Over on Ones and Zeros, Michael links to an entry on another blog, and also talks about the Monty Haul problem, and how a non intuitive answer can be the best strategy.
The "Birthday Paradox" is in a similar vein, too. How many people do you have to know, on average, before two of them wil have the same birthday? With 365 days in a year, you'd think it would have to be a lot...but thanks to the laws of permutations, you're at better-than-even odds at only 23 people.
It doesn't make much sense (23 people in 365 days of the year)? but look at it this way...given the first person, the odds of the second person not having the same birthday is (365-1)/365 (since it could be any other day of the year but the original person).
If you continue in this vein, person #3's chance of NOT sharing a birthday with either of them, and them with each other is 364/365 * 363/365. The multiplication of the factors represents the fact that you are not just comparing the next person to the first, but to everyone else as well.
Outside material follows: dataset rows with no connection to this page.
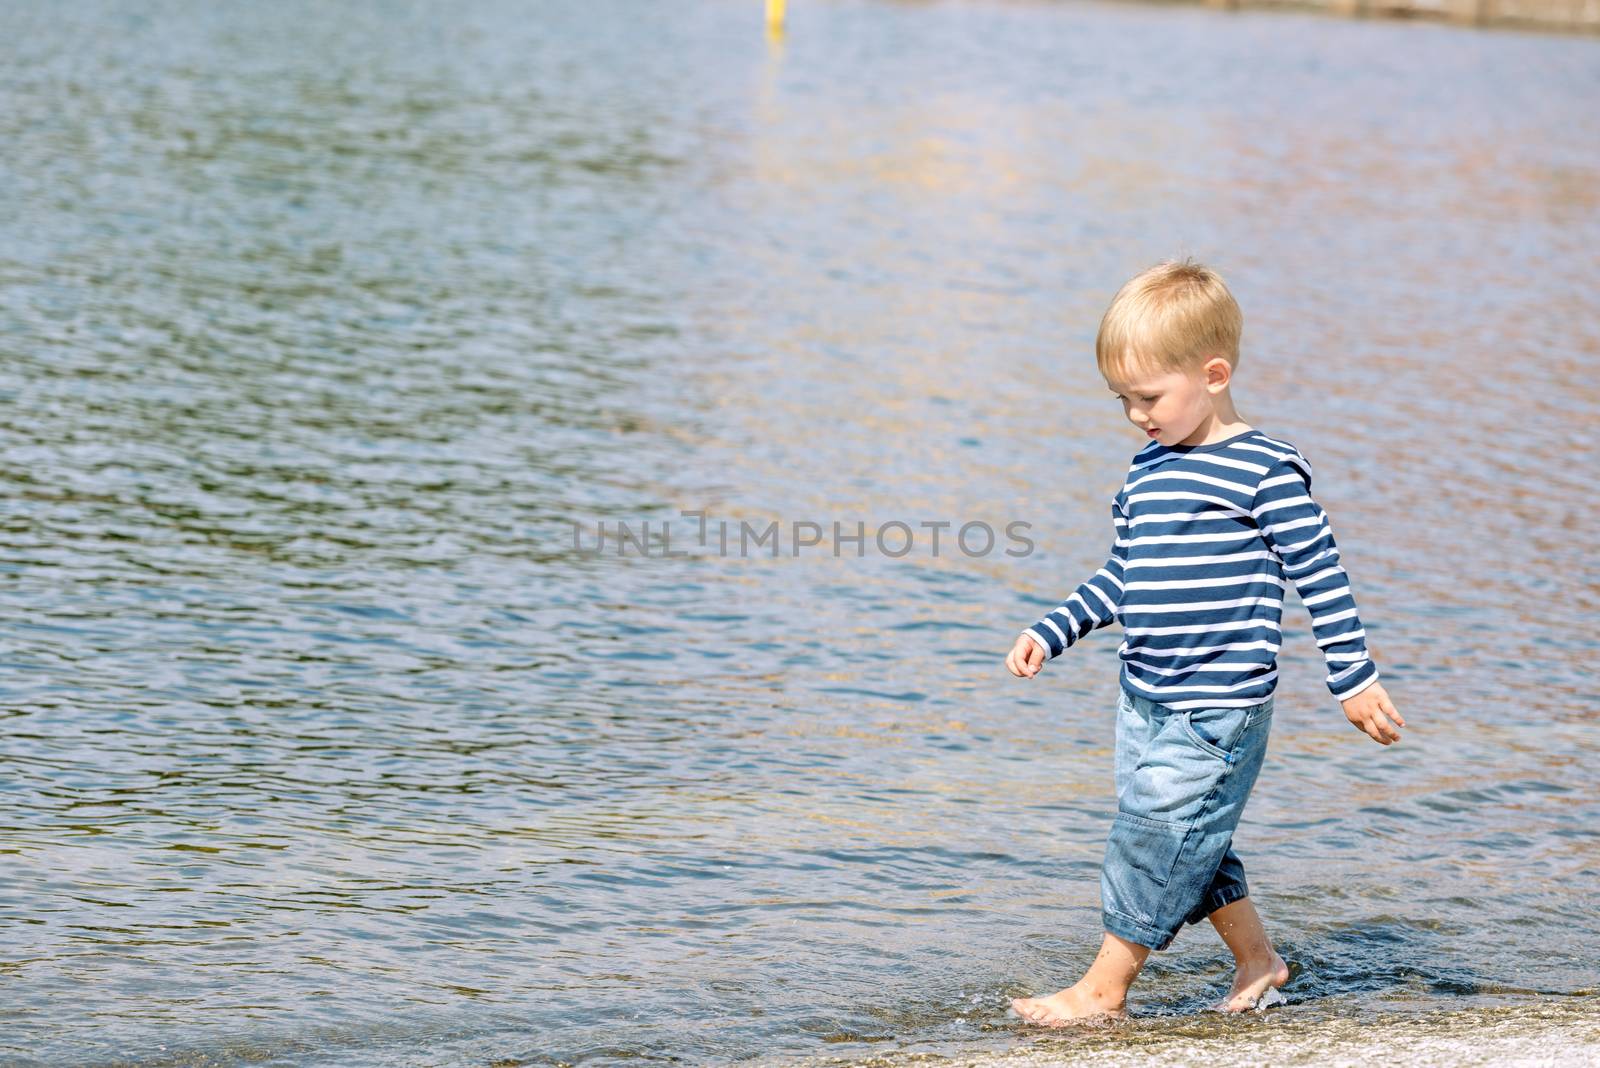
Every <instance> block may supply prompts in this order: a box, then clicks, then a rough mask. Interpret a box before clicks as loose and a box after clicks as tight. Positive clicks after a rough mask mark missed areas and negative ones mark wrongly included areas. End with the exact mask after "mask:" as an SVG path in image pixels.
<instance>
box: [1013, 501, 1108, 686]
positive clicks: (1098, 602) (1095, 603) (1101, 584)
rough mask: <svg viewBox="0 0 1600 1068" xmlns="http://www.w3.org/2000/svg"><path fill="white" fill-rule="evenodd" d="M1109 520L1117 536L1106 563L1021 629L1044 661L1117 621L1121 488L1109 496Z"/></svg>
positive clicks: (1055, 656)
mask: <svg viewBox="0 0 1600 1068" xmlns="http://www.w3.org/2000/svg"><path fill="white" fill-rule="evenodd" d="M1110 521H1112V526H1115V528H1117V537H1115V539H1114V540H1112V547H1110V558H1107V560H1106V566H1104V568H1101V569H1099V571H1096V572H1094V574H1093V576H1090V577H1088V579H1085V580H1083V582H1080V584H1078V588H1077V590H1074V592H1072V593H1070V595H1069V596H1067V600H1066V601H1062V603H1061V606H1059V608H1056V609H1053V611H1051V612H1050V614H1046V616H1045V617H1043V619H1040V620H1038V622H1037V624H1034V625H1032V627H1029V628H1027V630H1024V632H1022V633H1024V635H1027V636H1029V638H1032V640H1034V641H1035V643H1037V644H1038V646H1040V648H1042V649H1043V651H1045V659H1046V660H1050V659H1051V657H1056V656H1061V654H1062V652H1066V651H1067V646H1070V644H1072V643H1075V641H1077V640H1078V638H1082V636H1083V635H1086V633H1090V632H1091V630H1098V628H1101V627H1106V625H1109V624H1112V622H1115V620H1117V608H1118V604H1122V580H1123V579H1122V574H1123V568H1125V566H1126V563H1128V513H1126V512H1125V510H1123V507H1122V491H1117V496H1115V497H1112V502H1110Z"/></svg>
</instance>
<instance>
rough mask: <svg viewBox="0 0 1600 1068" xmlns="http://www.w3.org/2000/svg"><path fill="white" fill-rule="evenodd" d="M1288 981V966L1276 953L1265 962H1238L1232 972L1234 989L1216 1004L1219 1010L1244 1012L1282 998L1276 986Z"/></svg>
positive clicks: (1229, 992)
mask: <svg viewBox="0 0 1600 1068" xmlns="http://www.w3.org/2000/svg"><path fill="white" fill-rule="evenodd" d="M1286 982H1290V966H1288V964H1285V962H1283V958H1282V956H1278V954H1277V953H1274V954H1272V959H1270V961H1269V962H1267V964H1254V962H1251V964H1240V966H1238V970H1237V972H1235V974H1234V990H1230V991H1229V994H1227V1001H1224V1002H1222V1004H1219V1006H1218V1010H1219V1012H1246V1010H1250V1009H1254V1007H1258V1004H1259V1006H1267V1004H1272V1002H1275V1001H1278V999H1282V994H1278V993H1277V990H1278V986H1282V985H1283V983H1286Z"/></svg>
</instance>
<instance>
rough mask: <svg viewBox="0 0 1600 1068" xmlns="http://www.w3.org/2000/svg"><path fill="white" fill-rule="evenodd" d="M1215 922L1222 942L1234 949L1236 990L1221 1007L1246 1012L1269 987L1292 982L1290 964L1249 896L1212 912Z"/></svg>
mask: <svg viewBox="0 0 1600 1068" xmlns="http://www.w3.org/2000/svg"><path fill="white" fill-rule="evenodd" d="M1211 924H1213V926H1214V927H1216V932H1218V934H1219V935H1222V942H1226V943H1227V948H1229V950H1232V951H1234V962H1235V964H1237V970H1235V972H1234V990H1230V991H1229V993H1227V1001H1224V1002H1222V1004H1221V1006H1218V1007H1219V1009H1222V1010H1224V1012H1243V1010H1245V1009H1253V1007H1254V1006H1256V1001H1259V999H1261V996H1262V994H1266V993H1267V990H1277V988H1278V986H1282V985H1283V983H1286V982H1290V969H1288V964H1285V962H1283V958H1282V956H1278V954H1277V951H1275V950H1274V948H1272V942H1270V940H1269V938H1267V931H1266V927H1262V926H1261V916H1259V915H1258V913H1256V907H1254V905H1253V903H1251V902H1250V899H1248V897H1242V899H1238V900H1237V902H1234V903H1232V905H1224V907H1222V908H1219V910H1216V911H1214V913H1211Z"/></svg>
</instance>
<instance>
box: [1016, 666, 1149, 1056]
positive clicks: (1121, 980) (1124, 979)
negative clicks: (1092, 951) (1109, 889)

This sort of thing adds up hellaciously. At 23 people, you are at even odds none of them share a birthday. By 40 people, because of all of the possible combinations, there is just a 12% chance of no one sharing a birthday.
So, if you are in a bar with 50 people, make a bet with a friend that two of the people share a birthday. If the people in the bar are honest about their birthdates...you will clean up.
Oh, and as a postscript, I do know two people with the same birthday within my circle (and I am not even counting my father, who shares mine). So it really does work.